Keyboard key for storing Azure tables

Two somewhat related questions.

1) Is there anyway to get the identifier of the server on which the table object lives? 2) Will using a GUID give me a better partition key distribution? If not, what will happen?

For a long time, we fought for table storage performance. In short, this is very bad, but at an early stage we realized that using a randomized partition key would spread entities on many servers, which is what we want to do when we try to reach 8000 views per second. Apparently, our partition key was not random enough, so for testing purposes I decided to use a GUID. The first impression is waaaaaay faster.

Really bad performance is & lt; 1000 per second. The section key is Guid.NewGuid (), and the line key is the "UserInfo" constant. Get is performed using the TableOperation function with pk and rk, and nothing happens as follows: TableOperation retrieveOperation = TableOperation.Retrieve (pk, rk); return cloudTable.ExecuteAsync (retrieveOperation). We always use indexed reads and never scan tables. In addition, the size of the virtual machine is medium or large, nothing less. Parallel no, asynchronously yes

+4
source share
3 answers

As other users note, Azure tables are strictly controlled by the runtime, and therefore you cannot control / check which specific storage nodes process your requests. In addition, any dedicated partition is served by a single server , that is, objects belonging to the same partition cannot be shared between several storage nodes (see HERE )

In a Windows Azure table, the PartitionKey property is used as the partition key. All objects with the same PartitionKey value are grouped together and served from a single node server. This allows the user to control the locality of entities by setting PartitionKey values ​​and performing Entity Group transactions on objects in the same section.

Do you mention that you are targeting 8000 queries per second? If so, you can get a threshold that requires a very good table / section design. See " Azure Storage Abstractions and Scalability Targets ".

The following example applies to your situation:

This will provide the following scalability goals for the individual vault account created after June 7, 2012.

  • Capacity - up to 200 TB
  • Transactions Up to 20,000 objects / messages / blocks per second.

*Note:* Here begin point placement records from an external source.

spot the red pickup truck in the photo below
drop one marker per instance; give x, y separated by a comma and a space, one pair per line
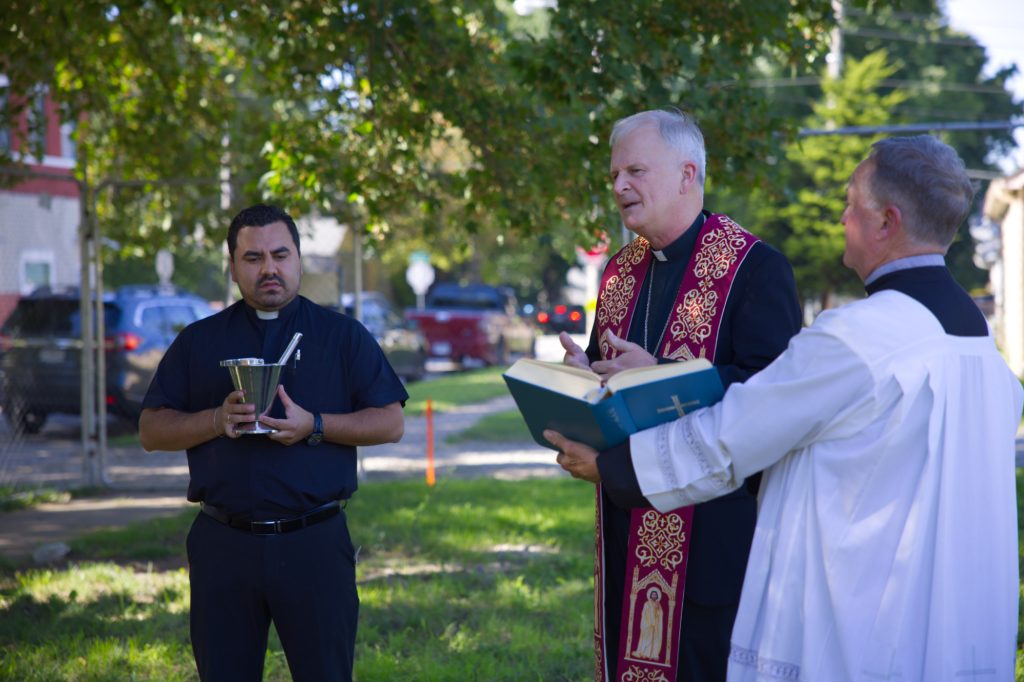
474, 323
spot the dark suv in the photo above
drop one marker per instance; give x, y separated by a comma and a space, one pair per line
41, 348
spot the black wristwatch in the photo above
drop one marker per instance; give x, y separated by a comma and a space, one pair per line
317, 434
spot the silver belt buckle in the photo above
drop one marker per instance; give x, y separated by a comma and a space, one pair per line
265, 527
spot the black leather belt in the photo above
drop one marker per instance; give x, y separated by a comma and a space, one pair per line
311, 517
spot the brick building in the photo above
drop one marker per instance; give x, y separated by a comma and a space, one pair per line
40, 214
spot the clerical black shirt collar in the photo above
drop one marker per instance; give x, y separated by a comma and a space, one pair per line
682, 248
927, 280
283, 313
926, 260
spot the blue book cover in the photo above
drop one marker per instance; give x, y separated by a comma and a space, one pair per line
572, 401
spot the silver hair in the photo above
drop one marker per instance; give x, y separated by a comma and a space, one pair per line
679, 130
927, 180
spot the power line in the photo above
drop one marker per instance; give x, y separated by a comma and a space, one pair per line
912, 127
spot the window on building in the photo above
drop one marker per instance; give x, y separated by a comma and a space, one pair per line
37, 124
36, 270
68, 140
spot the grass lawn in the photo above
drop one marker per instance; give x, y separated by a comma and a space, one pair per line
498, 427
455, 389
475, 580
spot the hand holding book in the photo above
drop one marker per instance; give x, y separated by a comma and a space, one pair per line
577, 458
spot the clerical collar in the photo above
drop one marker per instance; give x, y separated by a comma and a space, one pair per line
925, 260
280, 313
682, 248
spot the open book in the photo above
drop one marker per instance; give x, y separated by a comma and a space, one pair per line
572, 401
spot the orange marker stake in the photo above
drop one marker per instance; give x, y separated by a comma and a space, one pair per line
430, 444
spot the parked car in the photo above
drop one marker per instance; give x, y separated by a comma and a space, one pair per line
402, 342
562, 317
41, 349
475, 323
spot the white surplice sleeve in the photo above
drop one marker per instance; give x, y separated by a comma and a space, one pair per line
818, 388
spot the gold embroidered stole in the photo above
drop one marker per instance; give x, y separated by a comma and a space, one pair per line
658, 544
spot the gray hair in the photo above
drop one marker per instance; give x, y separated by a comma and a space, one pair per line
679, 130
927, 180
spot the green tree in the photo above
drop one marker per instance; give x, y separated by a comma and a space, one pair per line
807, 223
409, 119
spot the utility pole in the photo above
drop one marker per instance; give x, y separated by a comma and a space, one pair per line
835, 57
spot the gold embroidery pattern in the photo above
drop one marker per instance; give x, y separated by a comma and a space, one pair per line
636, 674
615, 299
660, 540
692, 318
620, 289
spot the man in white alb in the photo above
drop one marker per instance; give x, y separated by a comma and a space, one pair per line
886, 543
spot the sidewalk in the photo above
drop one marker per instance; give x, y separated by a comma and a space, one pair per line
148, 484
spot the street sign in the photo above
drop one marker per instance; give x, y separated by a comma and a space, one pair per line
420, 274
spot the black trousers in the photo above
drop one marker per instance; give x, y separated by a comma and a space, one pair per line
706, 630
302, 581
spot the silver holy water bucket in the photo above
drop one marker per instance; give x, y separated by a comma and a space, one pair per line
259, 382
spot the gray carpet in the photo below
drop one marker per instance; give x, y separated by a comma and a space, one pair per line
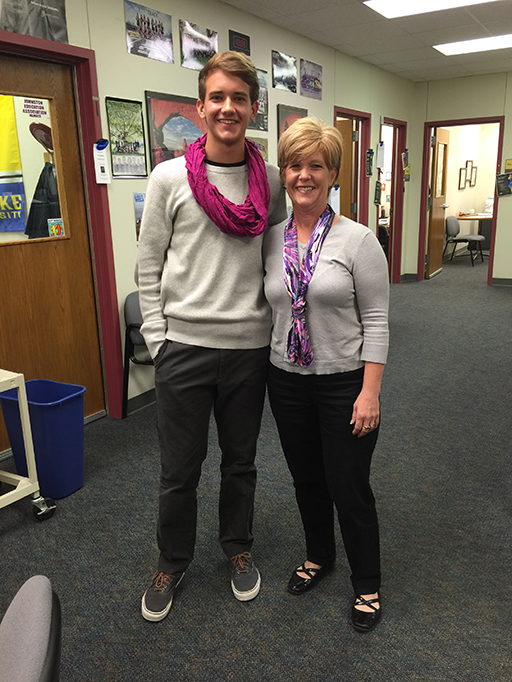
443, 483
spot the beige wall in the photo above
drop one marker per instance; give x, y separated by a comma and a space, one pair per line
347, 82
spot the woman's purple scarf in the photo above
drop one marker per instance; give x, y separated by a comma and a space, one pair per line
245, 220
297, 276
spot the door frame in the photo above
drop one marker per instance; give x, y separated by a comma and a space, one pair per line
365, 120
429, 127
88, 112
399, 145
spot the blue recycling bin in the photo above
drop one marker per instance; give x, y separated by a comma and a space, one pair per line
57, 422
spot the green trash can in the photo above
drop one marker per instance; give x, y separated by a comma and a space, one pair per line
57, 421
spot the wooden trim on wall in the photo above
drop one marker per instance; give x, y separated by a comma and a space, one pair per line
97, 196
428, 128
398, 215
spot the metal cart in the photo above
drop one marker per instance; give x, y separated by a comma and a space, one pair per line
43, 508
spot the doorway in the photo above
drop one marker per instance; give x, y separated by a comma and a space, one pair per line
470, 167
392, 177
354, 127
82, 61
48, 300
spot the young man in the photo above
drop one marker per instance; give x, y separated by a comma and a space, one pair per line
207, 323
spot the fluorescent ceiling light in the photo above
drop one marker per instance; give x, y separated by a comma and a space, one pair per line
478, 45
406, 8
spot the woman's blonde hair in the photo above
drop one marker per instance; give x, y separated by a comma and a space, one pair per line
306, 136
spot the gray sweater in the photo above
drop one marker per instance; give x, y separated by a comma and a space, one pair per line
198, 285
347, 300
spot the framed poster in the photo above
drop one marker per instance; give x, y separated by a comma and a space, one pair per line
173, 124
198, 45
284, 71
286, 116
310, 79
239, 42
261, 120
462, 178
262, 145
148, 32
126, 135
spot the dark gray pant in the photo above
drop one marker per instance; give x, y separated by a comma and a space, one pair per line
189, 381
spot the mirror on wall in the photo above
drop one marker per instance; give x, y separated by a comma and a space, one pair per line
29, 198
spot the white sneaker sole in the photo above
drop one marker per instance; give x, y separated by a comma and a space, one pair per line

As other users have pointed out, if the PartitionKey numbering follows an incremental pattern, the Azure runtime recognizes this and groups some of your partitions into a single node storage.

Also, if I understood your question correctly, are you currently assigning partition keys using a GUID? If so, this means that each PartitionKey in your table will be unique, so each partition will have no more than 1 object. In accordance with the above articles, the way to scale an Azure table is to group objects in their partition keys inside independent storage nodes. If your partition keys are unique and therefore contain no more than one object, this means that the Azure table will scale only one entity at a time! Now we know that Azure is not so dumb, and it groups partition keys when it discovers the template in the form in which it was created. Therefore, if you click this trigger in Azure and Azure groups your partitions, it means that your scalability is limited by the cleverness of this grouping algorithm.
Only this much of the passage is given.